(a) For a nonempty subset $B$ , if there is $a\in B\cap A_{1}$ then the smallest element of $B$ is the $<_{1}$ -smallest element of $B\cap A_{1}$ , otherwise $B\subset A_{2}$ , and the smallest element of $B$ is the $<_{2}$ -smallest element of $B\subset A_{2}$ .

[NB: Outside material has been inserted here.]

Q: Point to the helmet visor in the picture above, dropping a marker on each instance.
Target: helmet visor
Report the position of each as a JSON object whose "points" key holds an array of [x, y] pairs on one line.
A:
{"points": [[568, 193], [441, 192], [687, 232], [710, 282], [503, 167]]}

(b) Let $\{A_{\alpha}\}_{\alpha\in J}$ be a family of disjoint well-ordered (by $<_{\alpha}$ , respectively) sets where the index set $J$ is well-ordered by $<_{J}$ . Define an order relation on $A=\cup_{\alpha\in J}A_{\alpha}$ such that $a<b$ iff either $a\in A_{\alpha}$ , $b\in A_{\beta}$ and $\alpha<_{J}\beta$ , or $a,b\in A_{\alpha}$ and $a<_{\alpha}b$ . Then, $<$ is a well-ordering on $A$ . Indeed, for a nonempty set $B\subset A$ , the set of indexes $I=\{\alpha|B\cap A_{\alpha}\neq\emptyset\}$ is not empty, hence, there is the $<_{J}$ -smallest element $\gamma$ of $I$ . Further, the set $C=B\cap A_{\gamma}$ is not empty, and, hence, there is the $<_{\gamma}$ -smallest element $c$ of $C$ . For every $b\in B$ , $b\in A_{\alpha}$ for some $\alpha$ , and either $\gamma<_{J}\alpha$ , or $\gamma=\alpha$ and $c\le_{\gamma}b$ . In either case, we conclude that $c\le b$ , and $c$ is the smallest element of $B$ .